… which I revisited yesterday. John Hinderaker’s Powerline partner, Paul Mirengoff (who is a superb appellate litigator in his own right), weighs in here. Paul’s point is that to cling to an outdated and not constitutionally required standard of deference to the president would amount to an unacceptable unilateral disarmament by Republicans:
The Constitution offers no meaningful standard, so we are free to decide the question based on what makes sense and what has worked. Throughout our history, the president was granted great deference on Supreme Court appointments, and this approach seemed to work okay. Moreover, it made sense back in the 18th century to fill slots in an “undemocratic” branch almost entirely through the input of the president, whose connection to the electorate was closer than that of Senators who at the time were elected by state legislatures.

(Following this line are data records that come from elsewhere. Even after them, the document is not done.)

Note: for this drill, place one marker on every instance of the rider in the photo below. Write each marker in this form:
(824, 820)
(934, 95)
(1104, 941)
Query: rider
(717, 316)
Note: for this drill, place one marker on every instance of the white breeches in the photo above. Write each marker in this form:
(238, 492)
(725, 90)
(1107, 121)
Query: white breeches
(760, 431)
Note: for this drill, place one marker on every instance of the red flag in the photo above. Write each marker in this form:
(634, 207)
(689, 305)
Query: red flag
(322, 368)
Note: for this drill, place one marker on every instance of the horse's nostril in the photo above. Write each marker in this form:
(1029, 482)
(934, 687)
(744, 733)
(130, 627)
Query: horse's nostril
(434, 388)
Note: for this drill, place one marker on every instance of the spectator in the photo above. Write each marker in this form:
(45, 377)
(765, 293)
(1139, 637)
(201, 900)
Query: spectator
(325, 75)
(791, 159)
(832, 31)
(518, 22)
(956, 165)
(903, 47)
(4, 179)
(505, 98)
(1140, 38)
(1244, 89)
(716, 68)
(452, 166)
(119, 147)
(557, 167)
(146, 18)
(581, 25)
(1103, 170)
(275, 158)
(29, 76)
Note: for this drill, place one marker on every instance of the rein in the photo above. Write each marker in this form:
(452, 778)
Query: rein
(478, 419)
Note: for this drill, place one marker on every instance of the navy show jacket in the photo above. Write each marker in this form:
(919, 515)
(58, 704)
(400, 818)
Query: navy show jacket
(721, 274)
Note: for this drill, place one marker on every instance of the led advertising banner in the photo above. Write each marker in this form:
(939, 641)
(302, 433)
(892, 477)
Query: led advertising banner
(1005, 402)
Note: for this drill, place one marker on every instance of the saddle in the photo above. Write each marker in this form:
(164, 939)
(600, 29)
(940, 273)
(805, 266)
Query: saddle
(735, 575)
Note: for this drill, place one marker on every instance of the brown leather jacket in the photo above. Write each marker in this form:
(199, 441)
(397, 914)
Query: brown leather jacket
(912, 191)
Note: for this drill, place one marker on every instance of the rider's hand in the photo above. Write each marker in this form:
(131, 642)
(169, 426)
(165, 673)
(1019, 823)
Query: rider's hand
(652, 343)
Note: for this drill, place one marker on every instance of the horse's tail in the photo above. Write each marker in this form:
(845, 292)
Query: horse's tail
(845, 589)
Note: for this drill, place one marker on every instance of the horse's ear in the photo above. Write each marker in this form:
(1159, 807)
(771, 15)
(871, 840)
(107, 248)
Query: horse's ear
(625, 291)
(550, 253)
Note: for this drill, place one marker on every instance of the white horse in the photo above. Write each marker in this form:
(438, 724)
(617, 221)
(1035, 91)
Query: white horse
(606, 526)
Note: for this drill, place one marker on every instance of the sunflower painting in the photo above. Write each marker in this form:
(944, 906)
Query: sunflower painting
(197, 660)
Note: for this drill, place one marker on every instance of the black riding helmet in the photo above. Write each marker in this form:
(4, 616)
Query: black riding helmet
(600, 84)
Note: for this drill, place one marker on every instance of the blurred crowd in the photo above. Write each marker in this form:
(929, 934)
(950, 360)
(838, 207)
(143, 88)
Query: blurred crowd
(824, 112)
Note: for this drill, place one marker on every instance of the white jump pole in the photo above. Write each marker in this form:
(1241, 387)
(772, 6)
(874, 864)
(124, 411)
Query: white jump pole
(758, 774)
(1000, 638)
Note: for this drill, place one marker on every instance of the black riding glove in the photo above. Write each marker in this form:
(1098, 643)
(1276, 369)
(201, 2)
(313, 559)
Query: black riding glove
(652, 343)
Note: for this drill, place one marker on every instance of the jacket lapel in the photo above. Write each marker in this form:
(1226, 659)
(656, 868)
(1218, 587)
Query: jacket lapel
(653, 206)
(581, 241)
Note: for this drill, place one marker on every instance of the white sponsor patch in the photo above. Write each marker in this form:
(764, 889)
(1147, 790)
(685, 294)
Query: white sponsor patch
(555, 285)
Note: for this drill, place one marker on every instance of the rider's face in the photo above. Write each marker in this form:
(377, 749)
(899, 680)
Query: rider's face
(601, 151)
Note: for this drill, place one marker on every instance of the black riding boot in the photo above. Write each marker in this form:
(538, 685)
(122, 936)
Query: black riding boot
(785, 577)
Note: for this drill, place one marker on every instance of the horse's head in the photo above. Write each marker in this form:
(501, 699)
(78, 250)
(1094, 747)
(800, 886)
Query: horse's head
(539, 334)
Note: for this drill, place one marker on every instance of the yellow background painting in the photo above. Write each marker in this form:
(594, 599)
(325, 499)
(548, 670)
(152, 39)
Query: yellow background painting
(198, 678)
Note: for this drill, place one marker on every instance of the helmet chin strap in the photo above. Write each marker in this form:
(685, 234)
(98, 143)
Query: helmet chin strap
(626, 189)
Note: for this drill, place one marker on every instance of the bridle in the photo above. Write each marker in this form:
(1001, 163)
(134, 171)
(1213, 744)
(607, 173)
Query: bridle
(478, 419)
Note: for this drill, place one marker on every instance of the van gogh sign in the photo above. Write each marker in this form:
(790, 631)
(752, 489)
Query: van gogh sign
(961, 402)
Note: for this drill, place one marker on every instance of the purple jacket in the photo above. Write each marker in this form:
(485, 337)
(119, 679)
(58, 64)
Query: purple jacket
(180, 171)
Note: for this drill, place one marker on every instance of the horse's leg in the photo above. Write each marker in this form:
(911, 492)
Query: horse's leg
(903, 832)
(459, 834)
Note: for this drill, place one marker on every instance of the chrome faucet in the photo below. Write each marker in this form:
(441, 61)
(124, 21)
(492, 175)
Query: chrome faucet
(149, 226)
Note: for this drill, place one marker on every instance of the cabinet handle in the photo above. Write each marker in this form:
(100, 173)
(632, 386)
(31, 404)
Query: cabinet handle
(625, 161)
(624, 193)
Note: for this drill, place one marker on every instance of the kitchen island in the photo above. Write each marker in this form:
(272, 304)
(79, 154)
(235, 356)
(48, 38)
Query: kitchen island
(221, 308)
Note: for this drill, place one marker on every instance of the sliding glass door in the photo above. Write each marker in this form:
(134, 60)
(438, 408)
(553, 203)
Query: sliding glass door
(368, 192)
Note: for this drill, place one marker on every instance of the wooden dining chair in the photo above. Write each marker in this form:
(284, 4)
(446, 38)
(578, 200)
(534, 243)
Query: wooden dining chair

The deference regime crumbled fairly recently when Democrats came to rely so heavily on the Supreme Court to bring about changes they could not enact through the normal political process. With the stakes thus raised, the Democrats felt they needed more of a say even when they didn’t control the executive branch.
There is, in fact, a strong argument that, with the Supreme Court as influential as it is now, and with Justices now vetted to the point that they can reasonably be expected to adhere to the philosophy of the president who appoints them, Congress should have a major say in the selection of Justices. Such a say implies the prerogative to vote down nominees based solely on considerations of political ideology.
I agree with that. (I’ve written on this point here, and also commend Ramesh’s 2005 article in the print mag, the gist of which is here.) If judges, insulated from political accountability, are going to legislate from the bench, we ought to treat them like legislators, press them hard for their views, and fight their confirmation on ideological grounds if warranted.
This is especially the case with a nominee like Sonia Sotomayor. To the extent we allow nominees to get away with not answering questions on specific issues that may come before the Court it is because we presume that, when such an issue does arise in a case, the judge will consider herself bound by the governing law and apply it to the facts. “Empathy” judges, however, are essentially telling us that considerations other than the governing law should determine the result. There is no good reason to extend deference to such a position. Indeed, it is essential to press “empathy” judges on what extra-legal considerations they will apply and the confirmation hearing is the last opportunity to do it before they get a lifetime appointment.